Perdemos. No passado, tentamos erguer essa bandeira no mundo todo. Éramos
vistos como grandes defensores da causa. Essa reputação foi seriamente
danificada. O PRESIDENTE GEORGE W. BUSH
QUE, COMO O SENHOR, SE DECLARA CRISTÃO ESTÁ EM CONTRADIÇÃO
COM A PRÓPRIA FÉ EM QUESTÕES COMO A GUERRA OU OS DIREITOS
HUMANOS? Sim, há uma contradição, mas eu não
gostaria de comentar as convicções religiosas do presidente Bush.
POR QUE NÃO? Não
é correto especular sobre o que vai no coração e na mente
de outras pessoas, ou contestar o compromisso que elas têm com seus valores
religiosos. Minha interpretação do cristianismo é diferente
de outras. O Jesus Cristo a quem dirijo minhas orações é
o Príncipe da Paz. Eu acredito que um compromisso fundamental do cristianismo
é a promoção da paz, e não da guerra preventiva, por
exemplo. Mas há outras pessoas igualmente devotas que têm uma concepção
diferente. A SEPARAÇÃO ENTRE RELIGIÃO
E ESTADO ESTARIA COMPROMETIDA NO ATUAL GOVERNO AMERICANO? Em certa medida,
sim. Os elementos mais conservadores do atual governo trouxeram a religião
para assuntos de Estado de forma aberta e agressiva. Isso foi proibido pelos fundadores
da nação americana, inclusive por Thomas Jefferson, e também
está em conflito com a Bíblia. Jesus pede que se dê
a César o que é de César e a Deus o que é de Deus.

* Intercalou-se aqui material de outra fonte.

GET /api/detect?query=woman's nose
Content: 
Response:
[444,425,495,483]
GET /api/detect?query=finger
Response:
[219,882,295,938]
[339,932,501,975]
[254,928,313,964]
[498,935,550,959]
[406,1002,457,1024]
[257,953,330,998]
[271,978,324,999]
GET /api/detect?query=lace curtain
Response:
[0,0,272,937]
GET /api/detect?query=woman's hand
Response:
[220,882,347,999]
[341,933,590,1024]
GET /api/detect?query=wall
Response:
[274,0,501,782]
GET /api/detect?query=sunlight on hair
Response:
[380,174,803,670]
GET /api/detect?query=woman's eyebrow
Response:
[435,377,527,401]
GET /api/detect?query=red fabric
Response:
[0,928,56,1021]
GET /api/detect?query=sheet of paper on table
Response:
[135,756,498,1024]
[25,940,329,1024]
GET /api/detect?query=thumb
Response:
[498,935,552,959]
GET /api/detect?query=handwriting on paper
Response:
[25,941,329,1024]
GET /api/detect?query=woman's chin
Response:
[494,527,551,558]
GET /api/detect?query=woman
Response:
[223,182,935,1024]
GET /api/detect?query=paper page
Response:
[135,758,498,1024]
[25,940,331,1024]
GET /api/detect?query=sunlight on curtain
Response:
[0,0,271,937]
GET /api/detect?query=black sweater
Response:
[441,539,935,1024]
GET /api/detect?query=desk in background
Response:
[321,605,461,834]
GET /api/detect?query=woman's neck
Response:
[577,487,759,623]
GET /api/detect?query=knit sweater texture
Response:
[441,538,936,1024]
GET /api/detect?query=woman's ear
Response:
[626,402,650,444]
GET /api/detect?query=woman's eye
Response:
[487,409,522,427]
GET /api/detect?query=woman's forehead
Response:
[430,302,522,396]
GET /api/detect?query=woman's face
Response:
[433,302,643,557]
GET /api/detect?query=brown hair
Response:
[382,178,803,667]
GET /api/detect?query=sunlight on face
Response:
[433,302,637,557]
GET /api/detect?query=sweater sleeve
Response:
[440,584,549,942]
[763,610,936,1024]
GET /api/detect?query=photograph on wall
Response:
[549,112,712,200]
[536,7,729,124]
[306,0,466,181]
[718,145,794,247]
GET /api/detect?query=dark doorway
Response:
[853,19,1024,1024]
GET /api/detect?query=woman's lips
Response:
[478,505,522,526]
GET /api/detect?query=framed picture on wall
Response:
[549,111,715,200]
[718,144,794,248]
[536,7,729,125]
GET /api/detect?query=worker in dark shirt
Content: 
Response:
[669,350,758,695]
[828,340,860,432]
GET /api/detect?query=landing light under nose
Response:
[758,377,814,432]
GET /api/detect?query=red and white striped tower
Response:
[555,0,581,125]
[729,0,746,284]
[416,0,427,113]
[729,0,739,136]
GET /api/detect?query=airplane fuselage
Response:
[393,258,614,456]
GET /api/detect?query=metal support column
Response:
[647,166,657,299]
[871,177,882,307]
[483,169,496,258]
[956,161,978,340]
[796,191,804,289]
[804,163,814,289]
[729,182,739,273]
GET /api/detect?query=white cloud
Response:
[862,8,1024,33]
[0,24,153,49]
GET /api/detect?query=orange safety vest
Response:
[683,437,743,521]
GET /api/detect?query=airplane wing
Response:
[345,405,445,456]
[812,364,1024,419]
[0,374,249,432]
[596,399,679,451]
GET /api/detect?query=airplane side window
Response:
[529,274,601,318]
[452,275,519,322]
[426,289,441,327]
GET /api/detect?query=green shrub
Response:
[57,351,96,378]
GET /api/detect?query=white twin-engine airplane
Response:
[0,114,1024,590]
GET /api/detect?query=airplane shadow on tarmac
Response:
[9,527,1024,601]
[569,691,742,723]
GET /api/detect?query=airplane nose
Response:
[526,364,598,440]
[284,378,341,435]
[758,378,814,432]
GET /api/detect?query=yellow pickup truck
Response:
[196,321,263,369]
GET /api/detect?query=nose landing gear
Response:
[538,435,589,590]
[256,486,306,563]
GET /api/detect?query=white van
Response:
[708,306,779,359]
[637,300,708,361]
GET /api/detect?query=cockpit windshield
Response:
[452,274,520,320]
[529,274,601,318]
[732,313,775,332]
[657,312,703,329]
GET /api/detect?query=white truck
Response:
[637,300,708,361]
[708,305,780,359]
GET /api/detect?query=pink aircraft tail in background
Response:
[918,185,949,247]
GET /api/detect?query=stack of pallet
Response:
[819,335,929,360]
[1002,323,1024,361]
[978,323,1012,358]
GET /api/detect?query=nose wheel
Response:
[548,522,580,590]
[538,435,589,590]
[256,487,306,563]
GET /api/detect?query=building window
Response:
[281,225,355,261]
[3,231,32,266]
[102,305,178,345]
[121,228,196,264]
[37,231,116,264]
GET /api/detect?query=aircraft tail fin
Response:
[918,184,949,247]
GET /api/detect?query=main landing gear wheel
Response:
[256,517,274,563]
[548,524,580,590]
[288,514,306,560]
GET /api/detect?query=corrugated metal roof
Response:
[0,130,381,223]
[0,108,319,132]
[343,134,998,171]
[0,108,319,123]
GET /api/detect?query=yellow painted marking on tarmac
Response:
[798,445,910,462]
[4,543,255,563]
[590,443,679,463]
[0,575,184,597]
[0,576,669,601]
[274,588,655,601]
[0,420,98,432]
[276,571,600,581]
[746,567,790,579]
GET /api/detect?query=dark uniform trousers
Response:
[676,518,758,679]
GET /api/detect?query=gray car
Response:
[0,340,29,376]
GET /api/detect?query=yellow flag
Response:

A DEMOCRACIA TEM CHANCES EM PAÍSES
MUÇULMANOS QUE NÃO ACREDITAM NA SEPARAÇÃO ENTRE IGREJA
E ESTADO? Há diferentes aplicações do Corão.
Por exemplo, eu já monitorei eleições na Indonésia,
o maior país muçulmano no mundo. Eles têm um governo secular
aceitável. A religião não determina a competência com
que uma nação organiza sua democracia. No Oriente Médio há
países que são mais estritos ao seguir a lei do Corão.
A Árabia Saudita é uma sociedade fechada, com controle completo
pelo Islã. Mas a Jordânia e o Egito são sociedades relativamente
abertas. A Turquia e o Paquistão são outros exemplos de democracia.
Há uma variedade grande de países democráticos no mundo islâmico.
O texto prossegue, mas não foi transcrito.